甲府の36歳コンビが国立で示した意地 J2クラブの「ACL 16強」が持つ本当の意味
ベテランが見せた意地と姿勢
三平は88分に同点弾を決めた 【Photo by Masashi Hara/Getty Images】
ピッチ内の選手も「ファイティングポーズ」を取り続けていた。95分のコーナーキックでは、GKの河田晃兵までエリア内に攻め上がってきた。彼はその意図をこう説明する。
「シノさん(篠田監督)を見たら『行け』という感じでした。負けていたし、そのまま負けるのは悔しい。カウンターは怖かったですけど、やり切っちゃえばいい。もうラストワンプレーでしたし、何とか点を取りたかったです。現実的にあそこから4点取るのは厳しいかもしれません。でもせめて一矢報いたかったし、どの試合も負けたくない。みんなも、その気持ちだったと思います」
1万5千人を超すサポーターが、国立に駆けつけていた。1クラブチームではあるが、甲府は日本を、そしてJ2を代表してこのトーナメントに挑んでいた。「最後まで全力を尽くす」ことは、大切な責任でもある。それを三平と同い年のベテラン守護神は心に刻んでいた。
「(得失点差で)突破は苦しいとなっても、この試合だけは勝ちたかったし、負けたくなかった。たくさんの方が来てくれた中で、そういう姿勢を見せたいと、みんなも思っていたはずです」(河田)
ACLは「幸せな」「また出たくなる」大会
GK河田はACL出場の立役者だ 【Photo by Masashi Hara/Getty Images】
思えば2022年10月16日の天皇杯決勝で三平が26分に先制点を決めていなければ、河田が延長後半のPKを止めていなければ、甲府はこの舞台に立っていなかった。二人はクラブとサポーターを長旅に連れ出した張本人でもある。小クラブは実績のない若手とベテランの二層構造となりがちだが、同学年、36歳の彼らは言うまでもなく後者側だ。若手がステップアップしていく中でもチームを守ってきた。
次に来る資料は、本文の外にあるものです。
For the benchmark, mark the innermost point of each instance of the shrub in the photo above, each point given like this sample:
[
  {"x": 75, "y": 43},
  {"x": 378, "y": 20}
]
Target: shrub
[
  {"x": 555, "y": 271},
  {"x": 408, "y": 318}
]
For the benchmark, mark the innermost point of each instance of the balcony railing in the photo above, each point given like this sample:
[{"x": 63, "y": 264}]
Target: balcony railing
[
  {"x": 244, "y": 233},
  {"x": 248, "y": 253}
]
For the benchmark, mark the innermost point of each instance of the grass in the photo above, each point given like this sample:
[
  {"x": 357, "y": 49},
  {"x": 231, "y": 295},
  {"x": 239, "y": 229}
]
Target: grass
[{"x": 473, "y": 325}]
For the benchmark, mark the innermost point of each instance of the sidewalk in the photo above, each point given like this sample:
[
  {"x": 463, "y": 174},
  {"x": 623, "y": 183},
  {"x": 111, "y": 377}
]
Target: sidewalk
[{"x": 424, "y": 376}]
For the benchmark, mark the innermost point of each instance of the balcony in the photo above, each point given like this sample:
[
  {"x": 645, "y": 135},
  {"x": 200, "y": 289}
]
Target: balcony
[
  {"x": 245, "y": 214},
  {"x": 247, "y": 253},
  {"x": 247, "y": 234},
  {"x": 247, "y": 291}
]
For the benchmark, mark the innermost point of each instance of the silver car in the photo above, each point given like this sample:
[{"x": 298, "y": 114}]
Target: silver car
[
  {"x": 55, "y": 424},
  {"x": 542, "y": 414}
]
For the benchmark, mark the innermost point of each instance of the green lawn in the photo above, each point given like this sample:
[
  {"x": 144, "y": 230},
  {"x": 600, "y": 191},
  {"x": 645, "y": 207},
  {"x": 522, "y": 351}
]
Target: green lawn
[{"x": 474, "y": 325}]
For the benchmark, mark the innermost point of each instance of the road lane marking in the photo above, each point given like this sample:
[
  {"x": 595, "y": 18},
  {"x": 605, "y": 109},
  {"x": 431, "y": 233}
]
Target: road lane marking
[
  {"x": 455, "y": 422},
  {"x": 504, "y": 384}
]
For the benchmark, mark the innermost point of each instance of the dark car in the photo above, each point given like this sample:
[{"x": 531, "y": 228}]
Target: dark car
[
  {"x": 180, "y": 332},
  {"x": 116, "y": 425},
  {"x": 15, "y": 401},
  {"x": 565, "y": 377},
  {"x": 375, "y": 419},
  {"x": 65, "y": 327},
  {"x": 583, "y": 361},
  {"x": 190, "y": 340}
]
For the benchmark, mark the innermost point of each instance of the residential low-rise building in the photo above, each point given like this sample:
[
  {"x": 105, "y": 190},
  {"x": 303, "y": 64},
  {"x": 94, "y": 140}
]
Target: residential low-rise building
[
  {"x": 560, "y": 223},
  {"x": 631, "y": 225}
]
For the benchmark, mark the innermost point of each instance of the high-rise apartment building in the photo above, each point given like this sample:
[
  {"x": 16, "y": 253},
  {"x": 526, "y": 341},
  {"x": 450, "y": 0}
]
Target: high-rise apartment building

三平は試合を落とした悔しさをにじませつつ、こんなコメントを発してくれた。
「めちゃくちゃ幸せでしたよ。去年もこの大会を戦って、『こんなに面白いんだ』と思いました。国によってこんなにサッカーが違うんだというのも感じました。『J2の誇り』という横断幕出してくれた人たちもいましたし、その人たちのためにもっとやらなくちゃいけなかったとは思うんですけど……。でも本当に幸せでした。僕は年齢的に無理かもしれませんけど、若い子がまたヴァンフォーレをACLに連れてくれたらいいなと思います」
河田はこう振り返る。
「クセになる、もう1回出たくなる大会という達磨さん(吉田達磨監督/現徳島ヴォルティス)の言っていた意味が、今ならよく分かります。J2にいて厳しいですけど、みんな『もう1回出たい』という思いは強く持っていると思います」
甲府が与えた「夢」
試合後はマスコット「ヴァンくん」からも感謝のメッセージが送られた 【Photo by Masashi Hara/Getty Images】
「こういう舞台を、ファン・サポーター、サッカーをやっている子供たちに見せられました。こういう舞台に、J2の地方クラブでも立てることを証明しました。色んなクラブのサポーターが来てくれましたけれど、その方たちも『自分のチームでも行けるんじゃないか』と思ってもらえるようなことができたと思います。色々な夢を与えられたと思います」
もちろん甲府の歴史はまだまだ続いていく。J1昇格が目先の目標で、クラブが経営的に成長していくこと、新スタジアム建設の機運を高めることも重要だろう。ただACL出場は選手とクラブと山梨県民が「次の旅」を目指すきっかけになった。そして河田が言うように、今までACLとは縁がないと思われていたクラブのサポーターに夢を与える場にもなった。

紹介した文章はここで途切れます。